A travers cette aventure, The Workshop
propose une réelle réflexion autour de certains fondements des musiques d’Afrique
subsaharienne (principalement d’Afrique de l’Ouest et d’Afrique Centrale). Au
fil des années, Stéphane Payen a poursuivi un travail de recherche important
pour comprendre ce qui semble régir des musiques où la notion de collectif est
primordiale (comme par exemple dans le sabar sénégalais ou les musiques des
pygmées Aka et Ba-benzele). Il ne s’agit pas ici d’étudier un vocabulaire
musical (ou de copier une esthétique) mais plutôt d’en intégrer collectivement
la grammaire et de comprendre comment au fil des siècles, des groupes de
populations ont su développer des répertoires populaires toujours vivants et
toujours plus riches chaque jour (de récentes recherches musicologiques ayant
déjà démontrées la richesse et la « complexité » de ces musiques
dites traditionnelles – voir les travaux de Simha Arom, Dave Locke, Barak
Schmool, Ivan Ormond, Patricia Tang).
Dans la note d’intention d’un précédent projet
co-dirigé par Stéphane (Sabar Ring, avec le groupe Thôt, Ivan
Ormond et 7 percussionnistes et danseurs sénégalais) on pouvait lire :
« Dans ce monde de zapping, trouver un sens au changement et à la
transformation devient salvateur.

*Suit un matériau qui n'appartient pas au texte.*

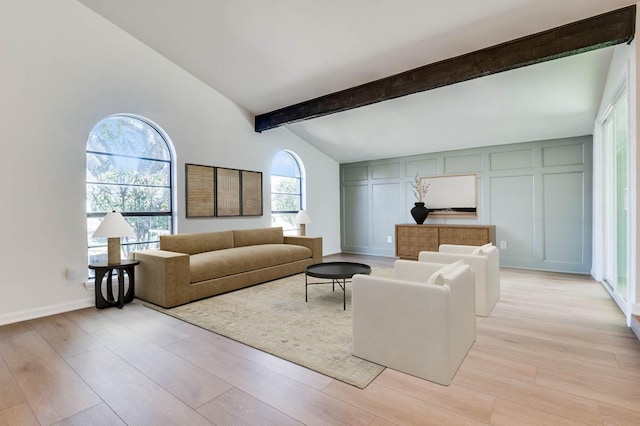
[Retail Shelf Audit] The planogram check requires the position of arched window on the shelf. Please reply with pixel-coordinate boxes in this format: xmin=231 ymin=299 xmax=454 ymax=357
xmin=87 ymin=115 xmax=173 ymax=270
xmin=271 ymin=151 xmax=304 ymax=235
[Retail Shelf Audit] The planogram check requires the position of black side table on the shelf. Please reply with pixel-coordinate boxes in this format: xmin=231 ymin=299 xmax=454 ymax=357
xmin=89 ymin=259 xmax=140 ymax=309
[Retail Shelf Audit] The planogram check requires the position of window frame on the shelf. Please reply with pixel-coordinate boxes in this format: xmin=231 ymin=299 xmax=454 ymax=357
xmin=85 ymin=114 xmax=176 ymax=272
xmin=270 ymin=150 xmax=305 ymax=234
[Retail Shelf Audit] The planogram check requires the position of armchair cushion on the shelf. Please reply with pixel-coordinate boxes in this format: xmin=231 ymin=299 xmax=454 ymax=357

Un changement qui ne serait plus l’absorption
subie des images et des sons sans cesse remplacés par les suivants, mais
simplement des métamorphoses nées de ce qui se passent entre les musiciens
… ».
A Paris, loin du
continent africain, c’est ce que développent depuis onze ans désormais les
musiciens de The Workshop, à leur manière, à partir du vocabulaire et
des grammaires proposés par les musiques de Stéphane Payen, Doug Hammond, Bo
Van Der Werf ou encore les musiques Ewe (Ghana, Togo).